— Президент приказал отрезать всю прилегающую к «Гадюке-3» территорию — в качестве меры безопасности, — ответил Маккензи.
Он не солгал, но и всей правды не сказал.
В этом проявилась его особая сноровка и умение, которую должен выработать человек, стремящийся дослужиться до генеральского чина или до высокой гражданской должности. Алексей Союзов или глава какого-нибудь культурного фонда мог бы рассказать Деллу об этом, и Маккензи мог, если бы он захотел. Но он не захотел.
— Чьей безопасности? — спросил бывший офицер разведки.
— Безопасности Соединенных Штатов… и наших переговоров.
Делл обдумал эти слова.
— Ну ладно, — смилостивился он, — полагаю, никому из нас не выгодно, чтобы вся эта история попала в газеты. Уж фондовая биржа точно рухнет. Да-да, перспектива конца света непременно потрясет всех этих финансовых мудрецов на фондовых биржах и в крупнейших брокерских конторах. Вы так не считаете, генерал?
Этот несчастный смертник пытается меня провоцировать, подумал Мартин Маккензи беззлобно, и это ему удается до какой-то степени. Будучи разумным и целеустремленным командующим, Маккензи не мог допустить, чтобы его отвлекли от основной цели операции.
— Можно и так сказать, Делл, — произнес он громко, — а теперь не скажете ли, зачем вы позвонили?
— Я уже сказал, но могу и повторить, раз у вас, сэр, уши заложило. Мы видим ваши действия, но мы не верим ни единому вашему слову. Не надо этих шуток, потому что мы держим пальцы на кнопках пуска.

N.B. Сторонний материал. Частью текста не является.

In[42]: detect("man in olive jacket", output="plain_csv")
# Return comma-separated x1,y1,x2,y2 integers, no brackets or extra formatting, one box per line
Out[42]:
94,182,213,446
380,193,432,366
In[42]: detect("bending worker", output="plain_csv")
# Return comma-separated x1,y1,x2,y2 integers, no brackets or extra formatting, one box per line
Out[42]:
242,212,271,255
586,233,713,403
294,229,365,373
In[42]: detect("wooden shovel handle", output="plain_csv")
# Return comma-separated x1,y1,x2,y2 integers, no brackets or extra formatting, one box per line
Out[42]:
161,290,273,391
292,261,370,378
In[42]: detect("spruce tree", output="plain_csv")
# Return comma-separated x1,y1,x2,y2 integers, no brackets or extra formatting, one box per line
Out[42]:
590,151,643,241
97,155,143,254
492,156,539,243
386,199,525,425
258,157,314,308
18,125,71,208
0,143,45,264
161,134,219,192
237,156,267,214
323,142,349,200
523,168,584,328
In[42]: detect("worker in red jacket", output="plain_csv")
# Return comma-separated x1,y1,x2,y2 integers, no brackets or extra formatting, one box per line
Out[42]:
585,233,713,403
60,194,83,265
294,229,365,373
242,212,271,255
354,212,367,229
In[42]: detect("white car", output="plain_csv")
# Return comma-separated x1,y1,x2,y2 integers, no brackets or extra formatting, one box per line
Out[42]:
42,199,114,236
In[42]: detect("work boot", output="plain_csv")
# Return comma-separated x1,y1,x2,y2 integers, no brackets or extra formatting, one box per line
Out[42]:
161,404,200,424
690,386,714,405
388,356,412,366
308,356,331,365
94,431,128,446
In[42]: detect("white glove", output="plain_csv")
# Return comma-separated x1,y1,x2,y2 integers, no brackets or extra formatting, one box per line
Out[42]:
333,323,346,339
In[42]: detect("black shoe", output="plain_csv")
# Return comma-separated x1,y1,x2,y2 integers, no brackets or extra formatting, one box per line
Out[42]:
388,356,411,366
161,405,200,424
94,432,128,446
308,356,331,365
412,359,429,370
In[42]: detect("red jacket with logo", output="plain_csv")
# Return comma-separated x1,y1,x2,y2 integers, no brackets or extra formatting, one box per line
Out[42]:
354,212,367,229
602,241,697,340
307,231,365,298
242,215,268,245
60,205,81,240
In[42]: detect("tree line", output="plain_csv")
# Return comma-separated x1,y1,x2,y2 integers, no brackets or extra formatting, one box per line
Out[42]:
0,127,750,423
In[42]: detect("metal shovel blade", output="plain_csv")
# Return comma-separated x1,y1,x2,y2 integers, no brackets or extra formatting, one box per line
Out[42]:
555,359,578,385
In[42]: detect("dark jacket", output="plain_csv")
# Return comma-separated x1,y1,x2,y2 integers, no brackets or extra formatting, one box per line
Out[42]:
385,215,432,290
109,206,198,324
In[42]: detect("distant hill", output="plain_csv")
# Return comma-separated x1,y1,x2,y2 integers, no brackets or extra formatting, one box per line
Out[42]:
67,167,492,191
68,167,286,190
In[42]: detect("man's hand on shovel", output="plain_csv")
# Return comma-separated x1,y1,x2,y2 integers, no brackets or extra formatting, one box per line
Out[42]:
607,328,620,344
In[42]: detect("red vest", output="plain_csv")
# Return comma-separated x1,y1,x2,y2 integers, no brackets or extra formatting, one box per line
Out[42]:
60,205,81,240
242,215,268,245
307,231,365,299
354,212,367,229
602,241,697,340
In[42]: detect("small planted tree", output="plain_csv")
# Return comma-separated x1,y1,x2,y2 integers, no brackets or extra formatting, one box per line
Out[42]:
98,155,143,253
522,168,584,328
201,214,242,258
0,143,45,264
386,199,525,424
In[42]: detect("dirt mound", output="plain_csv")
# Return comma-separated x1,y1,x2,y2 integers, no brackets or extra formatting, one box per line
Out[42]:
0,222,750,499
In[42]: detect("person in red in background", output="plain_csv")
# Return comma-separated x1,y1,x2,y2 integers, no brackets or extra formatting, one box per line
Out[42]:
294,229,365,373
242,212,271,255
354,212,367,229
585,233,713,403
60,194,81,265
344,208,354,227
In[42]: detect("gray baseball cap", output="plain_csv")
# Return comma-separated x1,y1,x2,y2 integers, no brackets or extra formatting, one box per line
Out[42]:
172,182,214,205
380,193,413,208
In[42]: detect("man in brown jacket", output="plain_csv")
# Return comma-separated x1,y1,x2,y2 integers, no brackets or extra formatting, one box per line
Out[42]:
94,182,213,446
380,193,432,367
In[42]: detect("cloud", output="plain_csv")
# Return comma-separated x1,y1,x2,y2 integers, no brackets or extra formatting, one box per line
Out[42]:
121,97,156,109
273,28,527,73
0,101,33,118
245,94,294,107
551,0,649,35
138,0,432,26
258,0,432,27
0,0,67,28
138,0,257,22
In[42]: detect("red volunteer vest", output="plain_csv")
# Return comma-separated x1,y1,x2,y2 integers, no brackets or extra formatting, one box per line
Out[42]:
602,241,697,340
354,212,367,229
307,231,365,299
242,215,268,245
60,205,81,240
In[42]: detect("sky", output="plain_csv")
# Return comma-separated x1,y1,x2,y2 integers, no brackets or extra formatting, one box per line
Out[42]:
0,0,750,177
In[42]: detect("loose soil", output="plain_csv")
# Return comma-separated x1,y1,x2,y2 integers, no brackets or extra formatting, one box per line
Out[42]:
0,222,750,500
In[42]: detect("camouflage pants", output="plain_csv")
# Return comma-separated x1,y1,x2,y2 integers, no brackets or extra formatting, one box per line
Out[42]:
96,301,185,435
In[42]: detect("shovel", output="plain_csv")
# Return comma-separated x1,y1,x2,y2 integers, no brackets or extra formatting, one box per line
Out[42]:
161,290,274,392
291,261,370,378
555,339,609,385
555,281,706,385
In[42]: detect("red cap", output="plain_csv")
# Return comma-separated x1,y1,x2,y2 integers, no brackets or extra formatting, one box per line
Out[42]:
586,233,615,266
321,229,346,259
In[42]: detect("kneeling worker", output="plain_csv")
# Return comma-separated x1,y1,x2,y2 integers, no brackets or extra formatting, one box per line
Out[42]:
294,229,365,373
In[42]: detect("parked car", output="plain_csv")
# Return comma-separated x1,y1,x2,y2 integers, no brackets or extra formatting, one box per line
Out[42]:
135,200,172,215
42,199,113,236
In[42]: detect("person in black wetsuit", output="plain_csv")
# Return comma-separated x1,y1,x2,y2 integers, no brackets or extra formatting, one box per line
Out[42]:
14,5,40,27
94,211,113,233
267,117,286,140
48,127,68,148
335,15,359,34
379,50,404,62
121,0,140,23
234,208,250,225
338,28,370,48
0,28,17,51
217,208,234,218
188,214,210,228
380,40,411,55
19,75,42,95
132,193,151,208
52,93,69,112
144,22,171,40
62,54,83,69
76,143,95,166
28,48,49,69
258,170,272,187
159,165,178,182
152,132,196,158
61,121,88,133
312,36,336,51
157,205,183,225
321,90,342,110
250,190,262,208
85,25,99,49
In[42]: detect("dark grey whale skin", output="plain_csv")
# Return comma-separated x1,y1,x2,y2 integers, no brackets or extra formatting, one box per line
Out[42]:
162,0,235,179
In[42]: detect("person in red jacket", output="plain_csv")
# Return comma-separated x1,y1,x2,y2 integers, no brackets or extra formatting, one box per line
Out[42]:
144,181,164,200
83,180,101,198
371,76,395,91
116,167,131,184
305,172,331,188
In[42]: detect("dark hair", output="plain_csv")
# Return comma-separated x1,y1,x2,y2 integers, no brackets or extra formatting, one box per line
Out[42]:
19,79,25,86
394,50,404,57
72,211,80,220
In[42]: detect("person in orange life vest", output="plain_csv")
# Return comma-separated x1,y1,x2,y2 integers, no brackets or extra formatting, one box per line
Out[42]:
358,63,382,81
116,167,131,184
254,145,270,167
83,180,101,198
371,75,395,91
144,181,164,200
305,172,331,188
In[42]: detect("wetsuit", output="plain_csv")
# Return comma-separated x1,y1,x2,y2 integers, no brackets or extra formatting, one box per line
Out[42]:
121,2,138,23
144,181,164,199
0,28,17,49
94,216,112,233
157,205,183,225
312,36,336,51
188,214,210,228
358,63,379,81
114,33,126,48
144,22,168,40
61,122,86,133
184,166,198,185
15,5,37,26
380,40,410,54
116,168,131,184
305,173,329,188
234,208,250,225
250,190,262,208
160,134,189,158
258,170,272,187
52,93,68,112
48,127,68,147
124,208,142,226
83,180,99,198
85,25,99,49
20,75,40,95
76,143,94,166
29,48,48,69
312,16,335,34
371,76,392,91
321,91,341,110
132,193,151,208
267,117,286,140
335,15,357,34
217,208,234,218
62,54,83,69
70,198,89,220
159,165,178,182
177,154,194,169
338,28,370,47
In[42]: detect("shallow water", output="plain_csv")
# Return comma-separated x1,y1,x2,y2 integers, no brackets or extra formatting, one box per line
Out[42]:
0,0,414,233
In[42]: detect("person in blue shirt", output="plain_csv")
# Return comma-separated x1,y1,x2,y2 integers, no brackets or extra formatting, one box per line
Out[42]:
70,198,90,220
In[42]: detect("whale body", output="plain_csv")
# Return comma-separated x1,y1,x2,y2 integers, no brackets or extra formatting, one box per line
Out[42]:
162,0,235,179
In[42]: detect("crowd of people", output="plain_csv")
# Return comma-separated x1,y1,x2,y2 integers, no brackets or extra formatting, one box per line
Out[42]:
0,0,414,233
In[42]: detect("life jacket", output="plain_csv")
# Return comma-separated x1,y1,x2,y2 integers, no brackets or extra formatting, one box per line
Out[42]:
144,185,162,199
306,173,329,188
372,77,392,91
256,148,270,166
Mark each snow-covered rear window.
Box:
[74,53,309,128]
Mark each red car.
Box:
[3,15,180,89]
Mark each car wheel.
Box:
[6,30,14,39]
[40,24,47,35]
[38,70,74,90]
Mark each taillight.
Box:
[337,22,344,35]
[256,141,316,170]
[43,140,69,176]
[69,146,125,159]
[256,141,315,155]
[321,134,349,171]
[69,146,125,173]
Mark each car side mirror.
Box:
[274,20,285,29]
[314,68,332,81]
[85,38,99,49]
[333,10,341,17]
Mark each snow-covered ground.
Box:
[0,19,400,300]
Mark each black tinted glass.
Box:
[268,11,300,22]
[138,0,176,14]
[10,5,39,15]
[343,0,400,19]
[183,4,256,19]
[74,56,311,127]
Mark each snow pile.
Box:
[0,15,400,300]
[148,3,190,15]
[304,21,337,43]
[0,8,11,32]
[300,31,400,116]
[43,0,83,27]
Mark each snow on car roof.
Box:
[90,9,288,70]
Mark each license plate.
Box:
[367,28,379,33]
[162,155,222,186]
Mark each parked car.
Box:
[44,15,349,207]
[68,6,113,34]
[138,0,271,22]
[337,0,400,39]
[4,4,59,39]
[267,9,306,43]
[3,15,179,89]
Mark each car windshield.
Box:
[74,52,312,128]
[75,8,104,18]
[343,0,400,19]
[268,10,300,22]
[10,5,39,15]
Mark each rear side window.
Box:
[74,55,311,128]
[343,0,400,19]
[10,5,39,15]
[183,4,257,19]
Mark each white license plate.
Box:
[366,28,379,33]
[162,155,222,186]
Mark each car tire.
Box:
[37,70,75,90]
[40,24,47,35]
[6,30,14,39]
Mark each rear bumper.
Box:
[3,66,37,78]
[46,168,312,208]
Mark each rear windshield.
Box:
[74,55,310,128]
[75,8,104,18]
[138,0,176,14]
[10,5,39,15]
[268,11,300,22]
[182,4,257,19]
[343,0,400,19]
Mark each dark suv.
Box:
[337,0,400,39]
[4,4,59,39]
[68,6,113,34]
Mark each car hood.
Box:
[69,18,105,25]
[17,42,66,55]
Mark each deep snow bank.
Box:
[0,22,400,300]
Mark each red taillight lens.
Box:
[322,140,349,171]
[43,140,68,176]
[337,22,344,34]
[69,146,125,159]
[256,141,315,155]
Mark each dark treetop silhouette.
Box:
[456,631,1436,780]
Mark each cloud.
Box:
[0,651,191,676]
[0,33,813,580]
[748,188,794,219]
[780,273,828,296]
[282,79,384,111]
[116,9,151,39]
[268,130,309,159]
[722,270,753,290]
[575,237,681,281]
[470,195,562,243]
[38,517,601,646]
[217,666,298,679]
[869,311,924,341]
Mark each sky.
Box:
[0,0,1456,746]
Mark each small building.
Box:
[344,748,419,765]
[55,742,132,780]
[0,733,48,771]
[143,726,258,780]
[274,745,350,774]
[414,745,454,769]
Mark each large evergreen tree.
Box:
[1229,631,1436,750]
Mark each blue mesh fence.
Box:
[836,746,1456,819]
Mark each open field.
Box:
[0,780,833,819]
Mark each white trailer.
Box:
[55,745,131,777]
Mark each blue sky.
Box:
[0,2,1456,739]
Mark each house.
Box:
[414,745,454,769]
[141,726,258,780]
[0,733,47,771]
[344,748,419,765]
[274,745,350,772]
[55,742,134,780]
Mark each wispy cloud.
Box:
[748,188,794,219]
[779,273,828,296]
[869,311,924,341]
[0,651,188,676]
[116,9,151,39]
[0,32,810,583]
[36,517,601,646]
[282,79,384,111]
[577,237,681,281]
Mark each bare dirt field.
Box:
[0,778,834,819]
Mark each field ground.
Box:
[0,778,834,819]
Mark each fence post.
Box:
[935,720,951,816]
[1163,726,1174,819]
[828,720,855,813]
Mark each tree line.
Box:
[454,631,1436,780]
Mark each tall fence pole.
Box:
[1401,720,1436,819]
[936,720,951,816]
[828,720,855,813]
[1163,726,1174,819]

Вам ясно?
То, что Делл оказался таким подозрительным, вовсе не удивило генерала Маккензи.
Он ведь тоже сделал себе карьеру в области бурно развивающейся торговли государственным кровопролитием, где благочестивые пошлости ценились дешево и все решалось превентивным ударом.
— Ясно.
— Вас понял. Конец связи, — заключил Делл, используя фразеологию радиопереговоров ВВС.
Когда он положил трубку, к нему обратился Фэлко.
— Я ни разу еще не слышал, чтобы так разговаривали, разве что по телевизору или в старых кинофильмах.
— Это верно, — согласился Делл, — Но у офицеров ВВС масса свободного времени, выпадающего им между войнами, так что они очень любят смотреть эти старые боевики. В конце концов, кинематограф такой же национальный вид искусства, как контрацепция и ковровая бомбежка — так?
— Я об этом никогда не думал. Сам понимаешь, я никогда особо не интересовался ни контрацепцией, ни ковровыми бомбежками. Я предоставлял это другим. А что ты скажешь, Вилли?
Чернокожий пожал плечами.
— Я стараюсь не забивать себе голову сложными вопросами, — доложил он. — Вряд ли я смог бы разбомбить ковровую дорожку, я же был на фронте всего лишь сержантом, сами знаете.